To raise more capital, MK Rail was spun off as a wholly owned subsidiary, with stock traded publicly. MK, however, owned 65 percent of the stock.
During that time, Agee prophesied the eventual growth of the commuter rail industry.
But MK Rail never quite lived up to Agee´s vision.
It ended up losing millions of dollars and was seen as part of Agee´s overall mishandling of the company that led to his dismissal and the company´s bankruptcy in 1996.
Today, Warner and others acknowledge their history with MK, but it´s an area they would rather not dwell on. Instead, they point to the new accomplishments under the MotivePower banner.
New accomplishments
The new Metra locomotive to roll out of Boise will be the first commuter locomotive to meet the industry´s newer and more stringent crash standards.
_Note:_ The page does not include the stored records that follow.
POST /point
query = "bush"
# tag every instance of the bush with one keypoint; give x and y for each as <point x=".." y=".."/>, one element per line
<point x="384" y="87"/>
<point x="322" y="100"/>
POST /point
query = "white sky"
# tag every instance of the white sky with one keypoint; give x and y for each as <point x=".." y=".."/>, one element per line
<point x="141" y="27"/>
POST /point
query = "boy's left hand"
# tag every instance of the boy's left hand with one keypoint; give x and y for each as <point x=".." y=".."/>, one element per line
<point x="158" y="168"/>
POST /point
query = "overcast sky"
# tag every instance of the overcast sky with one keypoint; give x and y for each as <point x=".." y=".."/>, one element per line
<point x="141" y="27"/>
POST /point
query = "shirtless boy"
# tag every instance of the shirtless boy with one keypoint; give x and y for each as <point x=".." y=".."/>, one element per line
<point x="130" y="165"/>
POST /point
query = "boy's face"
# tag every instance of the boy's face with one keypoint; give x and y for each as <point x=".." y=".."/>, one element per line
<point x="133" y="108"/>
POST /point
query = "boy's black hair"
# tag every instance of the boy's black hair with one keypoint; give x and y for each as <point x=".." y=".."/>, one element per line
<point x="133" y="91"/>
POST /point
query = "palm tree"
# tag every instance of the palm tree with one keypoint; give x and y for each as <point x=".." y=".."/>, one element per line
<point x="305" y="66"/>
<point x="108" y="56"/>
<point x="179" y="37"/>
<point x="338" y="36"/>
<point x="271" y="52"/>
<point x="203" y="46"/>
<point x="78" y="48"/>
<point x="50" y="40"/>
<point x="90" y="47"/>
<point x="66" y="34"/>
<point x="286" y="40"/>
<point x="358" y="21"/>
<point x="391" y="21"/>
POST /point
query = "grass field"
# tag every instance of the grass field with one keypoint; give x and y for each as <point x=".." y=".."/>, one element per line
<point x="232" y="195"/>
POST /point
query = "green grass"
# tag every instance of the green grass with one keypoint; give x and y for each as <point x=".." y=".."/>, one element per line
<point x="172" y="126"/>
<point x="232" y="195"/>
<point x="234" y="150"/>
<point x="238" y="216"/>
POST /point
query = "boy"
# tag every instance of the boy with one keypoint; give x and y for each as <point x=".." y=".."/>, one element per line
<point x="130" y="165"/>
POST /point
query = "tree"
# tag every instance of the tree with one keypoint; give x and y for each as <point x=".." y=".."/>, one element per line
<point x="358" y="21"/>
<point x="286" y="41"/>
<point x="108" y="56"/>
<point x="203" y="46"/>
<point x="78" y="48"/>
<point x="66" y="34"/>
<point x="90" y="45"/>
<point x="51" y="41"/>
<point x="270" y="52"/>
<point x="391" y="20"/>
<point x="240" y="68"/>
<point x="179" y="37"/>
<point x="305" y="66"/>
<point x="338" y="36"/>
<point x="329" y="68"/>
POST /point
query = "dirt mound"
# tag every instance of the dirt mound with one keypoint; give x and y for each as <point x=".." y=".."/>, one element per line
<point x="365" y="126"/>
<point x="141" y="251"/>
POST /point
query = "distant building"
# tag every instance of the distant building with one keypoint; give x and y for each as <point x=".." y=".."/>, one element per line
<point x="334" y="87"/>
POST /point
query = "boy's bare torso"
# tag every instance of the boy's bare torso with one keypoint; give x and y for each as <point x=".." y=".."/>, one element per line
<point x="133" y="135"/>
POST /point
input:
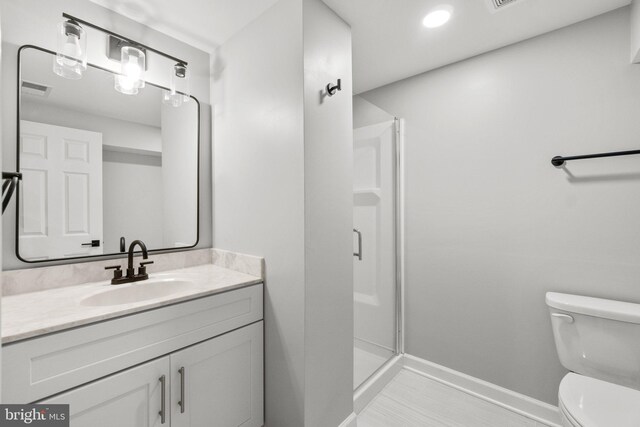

It also will be the first to meet the Environmental Protection Agency´s new air-pollution standards.
Warner said the company´s rash of major contracts for commuter rail work in both new locomotives and overhaul projects has the company well positioned for growth.
“There are 18 commuter railroads in the U.S. and Canada, and they´re all expanding,” Warner said, adding that as many as 12 commuter railroad start-up companies have already been identified.
The stringent maintenance requirements for commuter locomotives guarantee a fair amount of return business for MotivePower.
Along with building locomotives, MotivePower also does minor and major overhauls. The percentage of new locomotives versus overhauls varies from year to year, but lately the company has been building more new locomotives. In 2002, only 16 percent of the company´s revenue came from overhauls, while 50 percent of the total revenue was from new commuter locomotives.
In December, the company won two contracts totaling $16 million to overhaul locomotives for the California Department of Transportation Division of Rail and the Massachusetts Bay Transportation Authority.
Customer satisfaction remains the company´s main goal to guarantee return work.
Warner said much of the credit for MotivePower´s success has to go to the dedication of its workers, who last year received one of the industry´s top certifications for quality of work.
“Their work ethic, blended with their competency, is something that a lot of companies find hard to match,” Warner said.